Hillary’s Health: Does it Matter and Who Gets to Have an Opinion?

By Ms. Taylor Hubbs via The Kelli Ward Connection:

What started as a cough at the beginning of the month has become a progressing bout of sicknesses that has many Americans concerned. It’s the political story that keeps on giving: Hillary’s health. In a letter released by the 68 year-old Democratic candidate’s personal physician, Hillary was diagnosed with a mild, non-contagious bacterial pneumonia.  With news networks across the spectrum reassuring the public that Hillary was going to power through her pneumonia, a natural suspicion was raised by free thinkers from both sides of the isle. Physicians, who have admittedly not physically examined Hillary, such as Dr. Kelli Ward, D.O., have raised concerns over this diagnosis. With stories surfacing of her collapse at the 9/11 memorial service in New York, coughing fits, her need for assistance to make it up a flight of stairs, and canceled events and fundraisers left and right, physicians and the public alike are raising concerns over Hillary’s health.

But does it matter?

Wesley Alexander, leader of the Young Dems for Trump movement, argues that “absolutely, [Hillary’s health] does matter”. Alexander brings the issue of Hillary’s health to light by highlighting the fact that her current condition means that voters should be looking, not only at Hillary, but also at Tim Kaine. That perhaps, for the first time in recent history, the vice presidential nominee might also be just as important as the presidential nominee for a party. Outside physicians’ diagnoses suggest that Clinton might have Parkinson’s disease in the late stages — a diagnosis, that, if correct, would most likely concern Americans more than a simple diagnosis of pneumonia. With the executive leadership of our country for the next four years at stake, you can bet that the health of a potential president does matter, and should matter.

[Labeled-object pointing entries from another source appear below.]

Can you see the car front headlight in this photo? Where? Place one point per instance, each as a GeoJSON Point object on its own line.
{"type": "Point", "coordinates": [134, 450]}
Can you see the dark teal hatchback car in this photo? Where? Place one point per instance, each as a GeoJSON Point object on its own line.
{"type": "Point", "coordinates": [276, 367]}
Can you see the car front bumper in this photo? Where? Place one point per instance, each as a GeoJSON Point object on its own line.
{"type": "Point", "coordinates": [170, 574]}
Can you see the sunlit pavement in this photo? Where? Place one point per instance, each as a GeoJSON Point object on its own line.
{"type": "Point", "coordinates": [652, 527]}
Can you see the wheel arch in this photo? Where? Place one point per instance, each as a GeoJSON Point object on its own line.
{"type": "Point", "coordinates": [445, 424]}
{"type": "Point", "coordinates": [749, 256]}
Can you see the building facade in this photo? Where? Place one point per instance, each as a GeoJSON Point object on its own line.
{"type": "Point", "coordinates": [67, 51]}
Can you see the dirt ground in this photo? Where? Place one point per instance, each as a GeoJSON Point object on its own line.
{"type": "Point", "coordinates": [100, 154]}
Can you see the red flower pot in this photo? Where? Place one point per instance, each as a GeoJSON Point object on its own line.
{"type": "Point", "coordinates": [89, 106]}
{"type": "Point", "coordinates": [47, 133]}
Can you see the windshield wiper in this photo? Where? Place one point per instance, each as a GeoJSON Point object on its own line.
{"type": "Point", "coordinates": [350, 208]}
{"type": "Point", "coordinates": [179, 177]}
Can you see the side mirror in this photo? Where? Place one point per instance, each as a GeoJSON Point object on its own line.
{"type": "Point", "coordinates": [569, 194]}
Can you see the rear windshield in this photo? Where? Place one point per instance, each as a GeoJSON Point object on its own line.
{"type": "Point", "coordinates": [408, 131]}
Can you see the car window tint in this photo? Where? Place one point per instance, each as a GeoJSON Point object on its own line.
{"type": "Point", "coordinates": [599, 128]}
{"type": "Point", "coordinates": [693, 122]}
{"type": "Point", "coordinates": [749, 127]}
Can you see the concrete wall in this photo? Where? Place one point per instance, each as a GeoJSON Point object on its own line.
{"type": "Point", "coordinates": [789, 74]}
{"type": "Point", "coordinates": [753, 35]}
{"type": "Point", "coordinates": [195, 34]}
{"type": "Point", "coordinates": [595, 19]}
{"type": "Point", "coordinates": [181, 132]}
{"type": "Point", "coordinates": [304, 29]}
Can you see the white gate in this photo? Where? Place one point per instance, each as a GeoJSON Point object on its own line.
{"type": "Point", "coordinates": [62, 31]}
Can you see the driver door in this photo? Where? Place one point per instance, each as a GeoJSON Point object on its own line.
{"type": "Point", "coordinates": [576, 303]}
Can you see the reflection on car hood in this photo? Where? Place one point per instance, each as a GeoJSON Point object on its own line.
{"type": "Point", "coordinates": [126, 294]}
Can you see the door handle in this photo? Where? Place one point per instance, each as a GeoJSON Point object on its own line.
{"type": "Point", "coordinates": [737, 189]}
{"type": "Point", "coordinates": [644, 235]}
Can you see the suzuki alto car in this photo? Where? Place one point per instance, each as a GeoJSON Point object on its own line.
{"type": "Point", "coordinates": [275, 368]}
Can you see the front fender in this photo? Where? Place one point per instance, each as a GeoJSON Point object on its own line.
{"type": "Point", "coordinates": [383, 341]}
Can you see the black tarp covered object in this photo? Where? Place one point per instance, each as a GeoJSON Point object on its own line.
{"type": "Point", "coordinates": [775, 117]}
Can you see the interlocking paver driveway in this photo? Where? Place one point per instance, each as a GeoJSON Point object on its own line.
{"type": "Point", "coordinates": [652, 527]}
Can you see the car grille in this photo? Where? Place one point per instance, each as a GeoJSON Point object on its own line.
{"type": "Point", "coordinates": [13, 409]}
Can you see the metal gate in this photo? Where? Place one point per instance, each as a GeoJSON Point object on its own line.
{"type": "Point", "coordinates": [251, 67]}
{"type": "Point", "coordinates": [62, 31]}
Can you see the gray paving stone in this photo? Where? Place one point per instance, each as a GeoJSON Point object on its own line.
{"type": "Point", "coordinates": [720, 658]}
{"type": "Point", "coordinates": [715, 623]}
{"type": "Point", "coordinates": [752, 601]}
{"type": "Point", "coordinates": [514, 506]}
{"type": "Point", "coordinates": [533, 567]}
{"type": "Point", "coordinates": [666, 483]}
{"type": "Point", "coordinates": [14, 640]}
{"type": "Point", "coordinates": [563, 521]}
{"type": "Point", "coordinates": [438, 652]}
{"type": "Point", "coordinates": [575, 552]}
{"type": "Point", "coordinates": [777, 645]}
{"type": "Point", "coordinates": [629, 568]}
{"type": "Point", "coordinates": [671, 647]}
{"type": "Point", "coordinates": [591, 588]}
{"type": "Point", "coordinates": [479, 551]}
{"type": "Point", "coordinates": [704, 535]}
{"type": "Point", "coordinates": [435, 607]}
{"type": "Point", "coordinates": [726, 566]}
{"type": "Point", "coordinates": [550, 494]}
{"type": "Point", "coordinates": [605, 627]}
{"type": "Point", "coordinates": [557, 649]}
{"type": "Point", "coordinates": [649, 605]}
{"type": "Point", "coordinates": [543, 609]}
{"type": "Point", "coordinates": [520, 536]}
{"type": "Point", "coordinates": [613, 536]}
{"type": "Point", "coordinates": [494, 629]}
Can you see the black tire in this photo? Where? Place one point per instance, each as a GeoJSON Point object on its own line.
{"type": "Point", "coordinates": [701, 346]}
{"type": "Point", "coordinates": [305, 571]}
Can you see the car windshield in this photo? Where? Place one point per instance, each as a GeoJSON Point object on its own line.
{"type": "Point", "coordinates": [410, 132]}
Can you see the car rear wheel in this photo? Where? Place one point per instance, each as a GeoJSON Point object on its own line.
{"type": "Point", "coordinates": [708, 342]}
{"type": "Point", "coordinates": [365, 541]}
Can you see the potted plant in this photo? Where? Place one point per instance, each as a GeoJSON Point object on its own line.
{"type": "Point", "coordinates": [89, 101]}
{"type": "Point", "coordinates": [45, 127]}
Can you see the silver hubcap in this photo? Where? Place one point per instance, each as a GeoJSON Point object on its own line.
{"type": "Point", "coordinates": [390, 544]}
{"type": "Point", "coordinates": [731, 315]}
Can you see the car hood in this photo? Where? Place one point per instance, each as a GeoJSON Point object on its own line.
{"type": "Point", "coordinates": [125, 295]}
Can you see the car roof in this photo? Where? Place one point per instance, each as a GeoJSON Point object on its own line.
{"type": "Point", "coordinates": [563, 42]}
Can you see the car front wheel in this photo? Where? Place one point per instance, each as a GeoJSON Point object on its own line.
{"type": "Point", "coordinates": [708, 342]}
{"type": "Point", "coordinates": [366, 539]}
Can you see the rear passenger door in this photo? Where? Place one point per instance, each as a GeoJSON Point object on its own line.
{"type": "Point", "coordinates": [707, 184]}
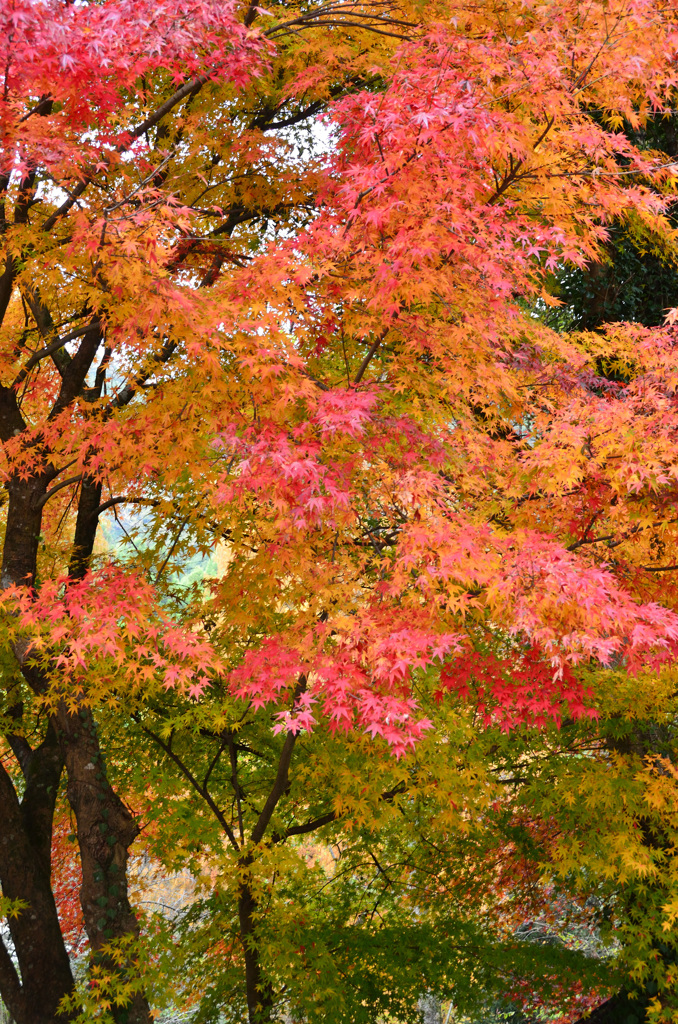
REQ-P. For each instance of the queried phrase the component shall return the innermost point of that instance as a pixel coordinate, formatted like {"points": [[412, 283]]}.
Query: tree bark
{"points": [[106, 827], [106, 830], [25, 875], [259, 991]]}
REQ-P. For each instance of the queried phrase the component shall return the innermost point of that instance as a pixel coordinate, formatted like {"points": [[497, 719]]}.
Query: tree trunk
{"points": [[25, 875], [106, 827], [259, 992], [106, 830]]}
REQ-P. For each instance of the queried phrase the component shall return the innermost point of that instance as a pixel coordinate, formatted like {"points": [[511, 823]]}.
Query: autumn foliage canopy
{"points": [[273, 303]]}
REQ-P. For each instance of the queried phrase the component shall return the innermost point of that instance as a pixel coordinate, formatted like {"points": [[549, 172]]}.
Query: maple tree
{"points": [[313, 348]]}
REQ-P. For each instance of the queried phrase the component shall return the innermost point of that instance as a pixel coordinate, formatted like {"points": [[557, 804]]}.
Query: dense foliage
{"points": [[377, 652]]}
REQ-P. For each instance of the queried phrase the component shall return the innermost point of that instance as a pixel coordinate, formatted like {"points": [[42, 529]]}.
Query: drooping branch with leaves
{"points": [[268, 291]]}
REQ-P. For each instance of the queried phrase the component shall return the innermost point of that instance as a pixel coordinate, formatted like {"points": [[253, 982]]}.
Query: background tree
{"points": [[326, 369]]}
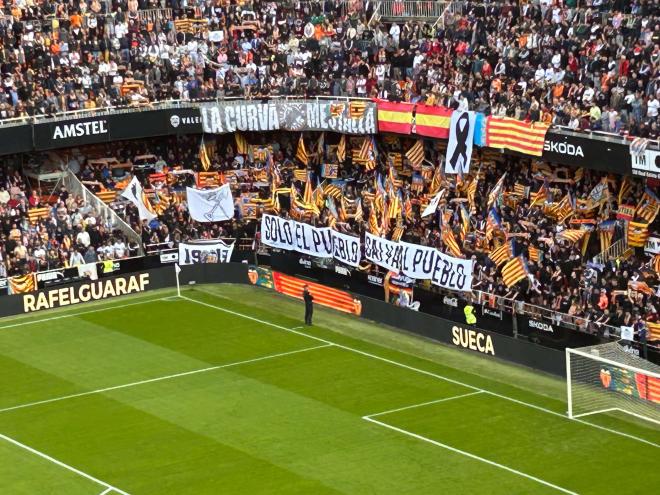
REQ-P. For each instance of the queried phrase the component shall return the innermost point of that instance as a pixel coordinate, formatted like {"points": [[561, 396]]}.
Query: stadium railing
{"points": [[193, 103]]}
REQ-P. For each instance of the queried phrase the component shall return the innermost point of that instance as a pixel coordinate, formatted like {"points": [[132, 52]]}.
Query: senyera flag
{"points": [[516, 135]]}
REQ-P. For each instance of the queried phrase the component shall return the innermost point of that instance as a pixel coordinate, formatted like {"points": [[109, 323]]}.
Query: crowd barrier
{"points": [[477, 340], [564, 147], [490, 337]]}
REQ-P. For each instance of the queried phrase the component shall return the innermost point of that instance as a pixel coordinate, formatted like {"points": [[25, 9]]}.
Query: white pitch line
{"points": [[437, 401], [71, 315], [63, 465], [468, 454], [160, 378], [424, 372]]}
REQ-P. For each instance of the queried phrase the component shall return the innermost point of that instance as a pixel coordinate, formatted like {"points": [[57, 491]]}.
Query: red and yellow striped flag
{"points": [[432, 121], [625, 188], [341, 148], [450, 241], [415, 155], [502, 254], [241, 144], [534, 253], [539, 197], [514, 271], [656, 263], [373, 221], [654, 330], [397, 233], [301, 152], [307, 195], [395, 117], [638, 233], [571, 235], [471, 193], [516, 135], [648, 207], [204, 158]]}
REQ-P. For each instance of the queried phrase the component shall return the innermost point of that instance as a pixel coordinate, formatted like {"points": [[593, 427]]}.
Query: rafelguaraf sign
{"points": [[88, 291]]}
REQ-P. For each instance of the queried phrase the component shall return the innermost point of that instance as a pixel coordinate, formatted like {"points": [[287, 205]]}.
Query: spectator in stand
{"points": [[568, 58]]}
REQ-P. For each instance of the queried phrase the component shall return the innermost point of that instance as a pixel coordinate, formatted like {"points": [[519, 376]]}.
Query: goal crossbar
{"points": [[616, 382]]}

But who gets to have an opinion?

As the result of a recent MSNBC interview Dr. Kelli Ward, a licensed physician, was relentlessly attacked for merely discussing Hillary’s health. While Ward admits she has not physically examined Hillary, her observations and her medical background should afford her the credibility to discuss Hillary’s health without public backlash. If Clinton’s health is a concern for Americans, then who gets a say? Who gets to have an opinion? Individuals are hesitant to discuss Hillary’s health for trepidation that they will be scrutinized for not being a medical professional. Yet, when a licensed physician speaks out about their concerns over Clinton’s health, they are attacked over their opinions. So who gets a say? While the media and our fellow electorate may try to silence our outpouring of concerns over the Democratic Presidential nominee’s health, it will be clear in November just who gets a say when the people take their opinions to the polls.